Talk:Interagency Data Stewardship/LifeCycle/Jul2009MeetingPlans

How Do I Tell if Two Files are Identical Enough to Have the Same Identifier? -- Bruce R. Barkstrom (Brb) 15:20, 7 April 2009 (EDT) -- Bruce R. Barkstrom (Brb) 15:20, 7 April 2009 (EDT)

Here's a fairly serious couple of questions for the group concerned with identifiers:

1.When are two files that contain the same data "identical"? Answers should be provided by algorithms that purport to answer this question. Examples would be useful. For example, suppose we took an array and embedded it into a binary file, an HDF file, and an XML file. We probably wouldn't call these identical, but we'd probably want to have identifiers that could help say something like "these contain the same data, but they have different formats".

2. More difficult: suppose one of the files underwent a migrational transformation that converted ASCII characters to Unicode, 16-bit integers to 32-bit integers, and floats to double precision numbers. Should the transformed file have the same identifier - or does it need a new one? I'm inclined to think the identifier could be the same - but it could be a new format and therefore a variant of the original file.

3. How about transforming the order of array storage - FORTRAN to C (row-major to column-major)? In this case, I'm probably inclined to think the transformed file needs a new identifier as a variant format, although I think HDF could handle this.

4. What about translations (English to French, English to Japanese or Chinese) of annotations, like embedded parameter names?

5. What do we do about identifiers where some of the interpretation occurs from information read into the read program? A case of this sort might occur when the read program could identify arrays, but relied on an input file for what the OAIS RM calls "semantic information".

Rob Raskin has also provided the following extension:

Unique identifiers should be *multifaceted*, i.e., multidimensional. The identifier could include facets such as: format, data type, and (if applicable) array order and byte order - appended to any subject classification of the data. Some tools may be unable to read data stored in particular ways. This is different from book classifications (Library of Congress or Dewey Decimal) that categorize only by subject and date (independent of whether the book is in paperback or hardcover, blue or green cover, etc.). I believe different languages imply different call numbers, so language should be another facet in the data identifier. We should be cognizant of the differences between books and data, in that the latter can be read by machines, whereas computers do not use the call number information to assist in reading books. The tricky part is to represent customized virtual datasets that are created upon demand (and can be created in multiple ways).
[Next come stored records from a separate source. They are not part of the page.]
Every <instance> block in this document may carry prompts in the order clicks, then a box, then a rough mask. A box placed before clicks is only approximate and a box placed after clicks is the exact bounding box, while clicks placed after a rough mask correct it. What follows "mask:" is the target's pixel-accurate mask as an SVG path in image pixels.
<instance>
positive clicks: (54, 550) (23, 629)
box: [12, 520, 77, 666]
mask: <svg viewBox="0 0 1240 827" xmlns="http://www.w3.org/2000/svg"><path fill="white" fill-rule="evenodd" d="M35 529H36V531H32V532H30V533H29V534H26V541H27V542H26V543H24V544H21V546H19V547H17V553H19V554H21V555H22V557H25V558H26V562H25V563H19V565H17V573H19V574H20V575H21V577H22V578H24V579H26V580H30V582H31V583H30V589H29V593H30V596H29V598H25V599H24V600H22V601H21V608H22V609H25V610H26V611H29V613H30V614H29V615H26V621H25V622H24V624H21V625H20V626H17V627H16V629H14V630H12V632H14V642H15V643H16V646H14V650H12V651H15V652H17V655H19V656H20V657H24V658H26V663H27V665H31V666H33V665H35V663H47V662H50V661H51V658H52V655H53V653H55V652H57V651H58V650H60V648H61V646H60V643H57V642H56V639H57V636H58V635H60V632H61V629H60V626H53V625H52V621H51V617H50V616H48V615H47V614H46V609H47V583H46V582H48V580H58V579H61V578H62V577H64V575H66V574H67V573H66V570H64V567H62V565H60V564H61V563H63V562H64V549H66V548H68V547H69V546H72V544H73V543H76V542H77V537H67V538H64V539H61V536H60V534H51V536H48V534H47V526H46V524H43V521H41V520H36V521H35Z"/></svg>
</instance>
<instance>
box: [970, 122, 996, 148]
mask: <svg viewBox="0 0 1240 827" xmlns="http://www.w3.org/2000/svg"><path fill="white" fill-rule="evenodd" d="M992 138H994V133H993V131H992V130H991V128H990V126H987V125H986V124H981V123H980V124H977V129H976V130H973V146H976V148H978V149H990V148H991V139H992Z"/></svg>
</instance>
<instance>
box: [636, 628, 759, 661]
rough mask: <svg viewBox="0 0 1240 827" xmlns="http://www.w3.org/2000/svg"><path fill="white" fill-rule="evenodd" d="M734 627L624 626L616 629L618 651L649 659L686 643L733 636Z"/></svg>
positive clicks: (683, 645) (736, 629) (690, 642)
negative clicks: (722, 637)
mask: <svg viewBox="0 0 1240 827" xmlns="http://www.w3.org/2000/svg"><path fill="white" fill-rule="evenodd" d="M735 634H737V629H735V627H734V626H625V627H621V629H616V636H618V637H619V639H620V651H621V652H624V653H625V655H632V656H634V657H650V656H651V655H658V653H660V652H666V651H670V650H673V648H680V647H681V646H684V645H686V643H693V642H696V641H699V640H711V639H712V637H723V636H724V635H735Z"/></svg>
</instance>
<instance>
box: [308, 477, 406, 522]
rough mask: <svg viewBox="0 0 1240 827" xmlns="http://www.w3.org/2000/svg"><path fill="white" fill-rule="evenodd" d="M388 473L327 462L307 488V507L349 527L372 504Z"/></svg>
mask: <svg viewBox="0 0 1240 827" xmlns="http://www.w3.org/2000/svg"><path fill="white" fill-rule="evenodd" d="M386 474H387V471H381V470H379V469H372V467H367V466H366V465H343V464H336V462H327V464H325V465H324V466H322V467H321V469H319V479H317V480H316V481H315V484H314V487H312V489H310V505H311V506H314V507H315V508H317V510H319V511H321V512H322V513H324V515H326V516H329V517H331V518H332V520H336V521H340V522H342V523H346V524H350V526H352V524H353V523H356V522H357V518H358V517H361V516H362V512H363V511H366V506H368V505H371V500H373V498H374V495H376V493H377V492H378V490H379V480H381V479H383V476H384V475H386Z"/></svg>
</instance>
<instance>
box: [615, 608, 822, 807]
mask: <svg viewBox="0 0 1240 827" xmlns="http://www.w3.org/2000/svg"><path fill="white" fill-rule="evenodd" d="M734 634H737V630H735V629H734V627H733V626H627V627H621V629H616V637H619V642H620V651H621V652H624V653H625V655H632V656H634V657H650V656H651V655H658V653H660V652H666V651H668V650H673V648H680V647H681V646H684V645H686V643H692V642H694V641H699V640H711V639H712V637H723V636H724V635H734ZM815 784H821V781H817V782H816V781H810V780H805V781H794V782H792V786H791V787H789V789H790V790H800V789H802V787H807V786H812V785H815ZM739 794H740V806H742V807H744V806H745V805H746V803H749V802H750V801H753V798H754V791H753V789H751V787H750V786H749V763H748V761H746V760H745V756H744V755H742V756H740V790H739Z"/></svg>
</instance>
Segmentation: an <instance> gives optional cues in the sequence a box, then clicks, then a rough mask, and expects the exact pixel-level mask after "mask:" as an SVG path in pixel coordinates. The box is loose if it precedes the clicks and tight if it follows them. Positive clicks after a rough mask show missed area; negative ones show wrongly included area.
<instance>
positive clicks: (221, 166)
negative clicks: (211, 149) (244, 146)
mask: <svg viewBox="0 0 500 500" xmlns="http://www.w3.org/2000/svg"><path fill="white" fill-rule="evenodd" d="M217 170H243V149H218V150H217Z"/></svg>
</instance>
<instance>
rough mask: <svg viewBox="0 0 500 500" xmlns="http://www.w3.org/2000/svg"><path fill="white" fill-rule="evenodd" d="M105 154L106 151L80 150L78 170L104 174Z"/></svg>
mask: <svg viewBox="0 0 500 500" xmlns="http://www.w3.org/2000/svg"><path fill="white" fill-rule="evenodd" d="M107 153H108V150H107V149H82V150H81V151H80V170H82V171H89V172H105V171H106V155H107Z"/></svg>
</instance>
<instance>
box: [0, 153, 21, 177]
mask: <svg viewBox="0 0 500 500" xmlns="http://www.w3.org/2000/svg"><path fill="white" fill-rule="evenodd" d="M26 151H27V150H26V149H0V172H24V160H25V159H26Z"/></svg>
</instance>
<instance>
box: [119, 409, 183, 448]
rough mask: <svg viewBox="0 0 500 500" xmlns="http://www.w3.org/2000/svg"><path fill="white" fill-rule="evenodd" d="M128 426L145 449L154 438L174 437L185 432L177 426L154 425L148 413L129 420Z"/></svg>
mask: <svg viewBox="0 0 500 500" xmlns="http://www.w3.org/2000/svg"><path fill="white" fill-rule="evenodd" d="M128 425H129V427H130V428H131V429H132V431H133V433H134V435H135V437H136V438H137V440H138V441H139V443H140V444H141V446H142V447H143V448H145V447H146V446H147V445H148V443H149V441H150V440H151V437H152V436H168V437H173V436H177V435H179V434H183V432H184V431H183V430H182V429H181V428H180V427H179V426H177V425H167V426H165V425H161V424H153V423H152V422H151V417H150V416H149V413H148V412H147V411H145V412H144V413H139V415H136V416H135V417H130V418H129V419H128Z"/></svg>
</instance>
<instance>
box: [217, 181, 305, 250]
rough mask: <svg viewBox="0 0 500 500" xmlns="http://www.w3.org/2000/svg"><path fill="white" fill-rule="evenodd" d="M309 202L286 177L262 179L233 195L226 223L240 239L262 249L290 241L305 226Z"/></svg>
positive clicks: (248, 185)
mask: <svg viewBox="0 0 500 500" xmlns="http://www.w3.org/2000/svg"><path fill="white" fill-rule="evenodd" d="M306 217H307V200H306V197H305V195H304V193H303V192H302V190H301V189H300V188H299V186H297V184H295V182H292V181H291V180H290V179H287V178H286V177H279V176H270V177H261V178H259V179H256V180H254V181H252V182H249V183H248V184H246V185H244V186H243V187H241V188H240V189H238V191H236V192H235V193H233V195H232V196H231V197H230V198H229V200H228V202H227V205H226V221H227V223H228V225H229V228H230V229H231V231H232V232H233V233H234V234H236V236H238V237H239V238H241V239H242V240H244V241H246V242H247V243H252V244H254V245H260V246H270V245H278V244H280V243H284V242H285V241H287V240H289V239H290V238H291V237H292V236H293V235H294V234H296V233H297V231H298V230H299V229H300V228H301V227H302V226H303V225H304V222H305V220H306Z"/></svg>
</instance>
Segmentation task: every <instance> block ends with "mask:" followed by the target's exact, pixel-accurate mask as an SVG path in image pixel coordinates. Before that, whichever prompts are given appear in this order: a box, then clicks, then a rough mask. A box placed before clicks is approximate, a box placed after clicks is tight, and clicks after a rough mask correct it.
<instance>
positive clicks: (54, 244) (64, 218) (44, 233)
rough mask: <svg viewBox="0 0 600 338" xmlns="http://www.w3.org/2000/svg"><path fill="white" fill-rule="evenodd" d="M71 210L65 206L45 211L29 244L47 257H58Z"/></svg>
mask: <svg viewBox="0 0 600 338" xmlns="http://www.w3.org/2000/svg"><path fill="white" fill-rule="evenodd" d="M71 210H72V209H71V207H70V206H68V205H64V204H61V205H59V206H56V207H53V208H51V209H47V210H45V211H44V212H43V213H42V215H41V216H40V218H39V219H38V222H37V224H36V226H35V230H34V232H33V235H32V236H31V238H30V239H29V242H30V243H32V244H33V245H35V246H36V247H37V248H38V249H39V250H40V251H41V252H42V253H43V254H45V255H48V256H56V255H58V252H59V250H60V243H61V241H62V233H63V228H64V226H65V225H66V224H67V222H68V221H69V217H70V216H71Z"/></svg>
Ruth Duerr has also suggested the following reference:

M. Altman and G. King "A Proposed Standard for the Scholarly Citation of Quantitative Data" D-Lib Magazine March/April 2007 Vol.13:3/4 http://www.dlib.org/dlib/march07/altman/03altman.html

There are then two procedural questions: 1.Do we want to take time during the Federation meeting to deal with these issues? 2.Is this an issue to take up in the proposed metadata testbed? If the answer to 2 is yes, then it might be interesting to propose several test files (in different formats) and ask for volunteers to build a "file identity test" program that could accept two files (or serializations of two files) and provide a response that might be (identical | not identical) or, in a more refined version (data are identical in value, sequence, and parameter | not identical) as well as representation information is identical and annotations are identical. Judging from what I've been trying to write down, this is a bit more difficult than it looks on the surface.

Note also that this issue has implications for records management in government archives, for legal definitions as to what constitutes the original data we want in a citation, and for Intellectual Property Rights management. As an additional note, there's Appendix E in the OAIS RM that has a "layered information model" that I think might provide some useful specificity on these questions - even though it's not a formal part of the standard.